Islam's Jesus: "The Gospel of Barnabas" on Lebanese TV

Reports out today from the BBC note that protests by Lebanese Christians have led to the cancellation of a television series based on the life of Jesus. What? Shouldn't Christians be excited about a TV show starring Christ, you ask?

Not if its hero is more Muslim than Christian.

Believers are upset because the series's narrative relies heavily on the apocryphal Gospel of Barnabas, a late retelling of Jesus's life that is ascribed to Paul's traveling companion in Acts. (Scholars note that Barnabas directly quotes Dante's Inferno, so most argue that it was composed between the thirteenth and sixteenth centuries, hundreds of years after Jesus's death.) The earliest manuscripts are in Spanish and Italian, but they borrow huge chunks of the Vulgate Bible--Saint Jerome's fourth-century Latin translation of holy writ.

However, this "new" gospel isn't controversial for what it borrows from previous texts, but for what it leaves out--specifically, Jesus's crucifixion and resurrection. In the book, Jesus teaches, does miracles, and speaks with God, but he is neither killed by Romans nor brought back to life by the deity. Given these deletions, Barnabas's Jesus closely resembles Islam's depiction of the Christian savior.

Muslims believe that Jesus, like the prophet Muhammed, is a rasul: a "messenger" of God even cooler than a run-of-the-mill prophet, or nabi. (According to the Qur'an, other Biblical heroes, like Moses and Noah, also earn the title rasul.) For Muslims, Jesus has a direct line to the divine, but he is not God's son. Nor is he raised from the dead. He is a holy man and an influential teacher, but he is not the atoning sacrifice he is for Christians.

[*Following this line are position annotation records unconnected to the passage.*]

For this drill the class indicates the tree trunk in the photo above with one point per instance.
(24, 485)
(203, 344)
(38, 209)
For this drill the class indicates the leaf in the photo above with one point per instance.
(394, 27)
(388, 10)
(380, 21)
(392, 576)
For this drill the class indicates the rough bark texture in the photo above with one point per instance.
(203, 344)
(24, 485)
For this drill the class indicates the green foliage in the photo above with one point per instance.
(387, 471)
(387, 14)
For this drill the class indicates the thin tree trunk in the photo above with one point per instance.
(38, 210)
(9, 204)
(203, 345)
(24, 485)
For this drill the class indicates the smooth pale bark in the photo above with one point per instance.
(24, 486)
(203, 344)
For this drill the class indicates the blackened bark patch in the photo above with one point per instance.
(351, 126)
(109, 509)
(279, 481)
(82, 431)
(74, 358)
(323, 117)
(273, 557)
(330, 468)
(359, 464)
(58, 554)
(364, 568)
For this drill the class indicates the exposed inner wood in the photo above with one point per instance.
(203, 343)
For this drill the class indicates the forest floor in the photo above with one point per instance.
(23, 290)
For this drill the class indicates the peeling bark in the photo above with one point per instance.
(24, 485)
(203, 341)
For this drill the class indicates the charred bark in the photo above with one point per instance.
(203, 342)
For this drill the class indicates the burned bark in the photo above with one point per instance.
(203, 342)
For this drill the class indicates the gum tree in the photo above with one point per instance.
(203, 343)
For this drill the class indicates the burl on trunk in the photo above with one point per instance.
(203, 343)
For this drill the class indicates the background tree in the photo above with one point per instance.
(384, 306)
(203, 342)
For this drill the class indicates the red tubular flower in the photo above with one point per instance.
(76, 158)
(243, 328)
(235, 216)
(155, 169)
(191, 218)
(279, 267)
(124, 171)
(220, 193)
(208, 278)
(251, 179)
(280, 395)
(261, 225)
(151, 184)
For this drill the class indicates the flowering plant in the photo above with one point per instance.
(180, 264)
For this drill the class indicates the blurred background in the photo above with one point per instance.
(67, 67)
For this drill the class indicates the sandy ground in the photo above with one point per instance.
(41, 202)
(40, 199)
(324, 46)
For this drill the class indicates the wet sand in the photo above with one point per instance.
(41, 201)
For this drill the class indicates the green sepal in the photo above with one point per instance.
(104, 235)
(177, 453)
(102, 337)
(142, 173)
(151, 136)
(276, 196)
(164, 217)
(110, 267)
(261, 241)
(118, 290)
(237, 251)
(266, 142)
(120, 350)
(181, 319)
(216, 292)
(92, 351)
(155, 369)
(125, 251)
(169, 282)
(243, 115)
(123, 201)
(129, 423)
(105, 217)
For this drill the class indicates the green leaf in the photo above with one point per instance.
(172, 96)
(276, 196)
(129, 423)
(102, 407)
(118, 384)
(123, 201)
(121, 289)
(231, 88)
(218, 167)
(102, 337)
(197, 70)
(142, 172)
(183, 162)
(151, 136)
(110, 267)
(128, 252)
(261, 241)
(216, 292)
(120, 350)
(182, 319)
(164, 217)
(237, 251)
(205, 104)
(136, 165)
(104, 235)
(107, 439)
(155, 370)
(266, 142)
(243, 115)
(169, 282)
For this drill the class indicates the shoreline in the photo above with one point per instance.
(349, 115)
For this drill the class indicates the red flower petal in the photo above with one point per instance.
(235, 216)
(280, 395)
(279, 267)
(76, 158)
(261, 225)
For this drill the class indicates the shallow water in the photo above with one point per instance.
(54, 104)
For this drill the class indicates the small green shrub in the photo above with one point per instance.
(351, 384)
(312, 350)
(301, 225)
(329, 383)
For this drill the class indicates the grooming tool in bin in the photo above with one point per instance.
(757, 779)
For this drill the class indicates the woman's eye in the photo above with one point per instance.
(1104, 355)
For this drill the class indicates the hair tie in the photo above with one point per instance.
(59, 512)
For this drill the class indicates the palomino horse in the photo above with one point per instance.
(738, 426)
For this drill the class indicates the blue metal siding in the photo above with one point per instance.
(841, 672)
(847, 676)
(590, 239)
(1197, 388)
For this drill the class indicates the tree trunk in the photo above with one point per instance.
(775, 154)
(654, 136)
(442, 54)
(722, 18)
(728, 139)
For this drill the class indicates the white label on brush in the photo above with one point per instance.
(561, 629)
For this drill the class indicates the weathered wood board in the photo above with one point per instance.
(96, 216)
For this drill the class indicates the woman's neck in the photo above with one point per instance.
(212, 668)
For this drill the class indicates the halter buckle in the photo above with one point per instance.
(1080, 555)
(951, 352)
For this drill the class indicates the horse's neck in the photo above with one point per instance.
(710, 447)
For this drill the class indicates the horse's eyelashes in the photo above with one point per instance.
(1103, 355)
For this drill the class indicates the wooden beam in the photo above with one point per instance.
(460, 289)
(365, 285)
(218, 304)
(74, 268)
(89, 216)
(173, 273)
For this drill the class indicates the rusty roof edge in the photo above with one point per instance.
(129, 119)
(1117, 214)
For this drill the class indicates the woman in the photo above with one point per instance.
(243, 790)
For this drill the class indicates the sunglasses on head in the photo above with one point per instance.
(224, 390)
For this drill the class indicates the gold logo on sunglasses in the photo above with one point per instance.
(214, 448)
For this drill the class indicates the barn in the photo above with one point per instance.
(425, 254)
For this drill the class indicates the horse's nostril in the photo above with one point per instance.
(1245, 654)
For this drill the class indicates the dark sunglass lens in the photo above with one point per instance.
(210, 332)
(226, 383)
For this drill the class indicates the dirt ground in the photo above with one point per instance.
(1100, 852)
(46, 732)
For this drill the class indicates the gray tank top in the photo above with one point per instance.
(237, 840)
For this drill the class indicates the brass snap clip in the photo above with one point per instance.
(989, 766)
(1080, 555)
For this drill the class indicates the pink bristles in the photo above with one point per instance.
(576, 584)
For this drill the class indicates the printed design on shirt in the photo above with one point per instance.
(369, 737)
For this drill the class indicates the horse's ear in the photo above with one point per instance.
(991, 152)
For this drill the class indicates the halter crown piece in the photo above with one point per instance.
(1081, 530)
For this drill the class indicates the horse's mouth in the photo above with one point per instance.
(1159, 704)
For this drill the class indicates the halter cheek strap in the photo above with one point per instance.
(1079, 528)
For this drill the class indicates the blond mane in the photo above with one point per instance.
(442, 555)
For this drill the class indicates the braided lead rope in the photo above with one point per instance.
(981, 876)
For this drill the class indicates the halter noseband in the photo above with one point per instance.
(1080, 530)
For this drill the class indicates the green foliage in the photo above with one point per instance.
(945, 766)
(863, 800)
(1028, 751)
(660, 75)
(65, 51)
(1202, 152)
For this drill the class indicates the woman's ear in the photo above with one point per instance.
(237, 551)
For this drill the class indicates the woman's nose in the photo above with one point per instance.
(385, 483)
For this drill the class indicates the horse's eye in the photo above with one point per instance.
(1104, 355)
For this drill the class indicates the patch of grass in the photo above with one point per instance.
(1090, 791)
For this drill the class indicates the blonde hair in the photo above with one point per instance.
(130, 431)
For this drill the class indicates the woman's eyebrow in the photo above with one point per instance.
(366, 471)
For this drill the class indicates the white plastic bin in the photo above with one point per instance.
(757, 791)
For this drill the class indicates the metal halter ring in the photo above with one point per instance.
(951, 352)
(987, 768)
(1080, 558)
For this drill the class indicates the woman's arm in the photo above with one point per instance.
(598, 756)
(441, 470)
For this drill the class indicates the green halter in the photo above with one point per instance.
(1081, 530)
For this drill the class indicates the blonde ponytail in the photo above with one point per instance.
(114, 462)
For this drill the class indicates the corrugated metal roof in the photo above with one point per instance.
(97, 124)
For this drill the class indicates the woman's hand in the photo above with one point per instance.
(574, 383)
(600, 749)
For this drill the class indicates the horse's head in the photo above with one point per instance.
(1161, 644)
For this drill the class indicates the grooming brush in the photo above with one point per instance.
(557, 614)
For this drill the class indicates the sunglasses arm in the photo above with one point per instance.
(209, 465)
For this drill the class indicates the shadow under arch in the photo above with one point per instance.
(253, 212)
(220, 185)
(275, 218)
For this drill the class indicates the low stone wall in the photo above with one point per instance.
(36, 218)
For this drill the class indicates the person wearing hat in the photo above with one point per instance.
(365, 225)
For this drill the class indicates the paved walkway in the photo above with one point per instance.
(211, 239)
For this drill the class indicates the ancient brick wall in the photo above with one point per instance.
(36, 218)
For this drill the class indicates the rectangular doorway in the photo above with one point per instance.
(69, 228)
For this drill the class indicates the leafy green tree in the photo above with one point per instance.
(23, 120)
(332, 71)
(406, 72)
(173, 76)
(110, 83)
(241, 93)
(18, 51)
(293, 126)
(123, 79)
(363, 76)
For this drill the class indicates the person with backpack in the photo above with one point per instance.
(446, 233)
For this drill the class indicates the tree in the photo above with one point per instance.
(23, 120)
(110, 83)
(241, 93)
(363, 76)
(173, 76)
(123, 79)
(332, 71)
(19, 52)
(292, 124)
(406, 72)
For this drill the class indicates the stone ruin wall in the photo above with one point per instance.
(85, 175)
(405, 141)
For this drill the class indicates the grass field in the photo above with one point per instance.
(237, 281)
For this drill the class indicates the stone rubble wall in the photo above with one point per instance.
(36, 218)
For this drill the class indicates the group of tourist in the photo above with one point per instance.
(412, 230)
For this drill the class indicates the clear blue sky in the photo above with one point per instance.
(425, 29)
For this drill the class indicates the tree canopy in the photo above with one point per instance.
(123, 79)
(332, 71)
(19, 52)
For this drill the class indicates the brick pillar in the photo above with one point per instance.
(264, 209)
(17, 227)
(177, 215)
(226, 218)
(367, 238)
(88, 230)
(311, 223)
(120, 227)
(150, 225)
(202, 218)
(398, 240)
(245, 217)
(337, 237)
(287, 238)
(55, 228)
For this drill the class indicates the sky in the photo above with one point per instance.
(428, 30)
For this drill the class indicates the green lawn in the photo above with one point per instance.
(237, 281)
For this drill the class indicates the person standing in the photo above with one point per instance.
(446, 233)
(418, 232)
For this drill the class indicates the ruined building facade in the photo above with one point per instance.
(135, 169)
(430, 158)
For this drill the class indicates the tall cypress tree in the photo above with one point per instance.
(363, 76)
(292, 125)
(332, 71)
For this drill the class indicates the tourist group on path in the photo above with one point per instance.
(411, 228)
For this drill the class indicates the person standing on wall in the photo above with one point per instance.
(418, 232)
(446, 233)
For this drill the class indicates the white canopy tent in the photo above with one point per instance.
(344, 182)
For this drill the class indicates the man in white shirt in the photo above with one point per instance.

Because of such similarities, many see Islam's version of Jesus in Barnabas. For years, some Muslim scholars have contended that Barnabas is an authentic gospel that corrects the mistakes of Matthew, Mark, Luke, and John--and of Christianity, for that matter.

Of course, Muslims are welcome to their views--both on the putative divinity of Jesus and on the authenticity of this late gospel. But Lebanese television producers' decision to broadcast a Barnabas-based TV show during Ramadan--Islam's holiest month--was unnecessarily provocative to the region's Christians. And authorities' decision to cancel it is a smart move toward inter-religious reconciliation in the hotbed that is the Middle East.

Nonetheless, I admit that I'd like to see the series, if someone would care to subtitle it for me. Its cancellation, while advisable, reinforces the perception that there is one "correct" understanding of the Christian savior--the Bible's. Indeed, there are literally dozens of other gospels, all of which deliver different perspectives on the life and death of Jesus. And while none is so early or influential as Matthew, Mark, Luke, and John, all can provide valuable insights into the ways new generations of believers--and non-believers--understand and interpret the man who Christians say died for their sins. Even the Gospel of Barnabas.

1 comment:

  1. Wow, Josh, this is worthy of an in-person discussion. I'm really surprised at the stand you're taking.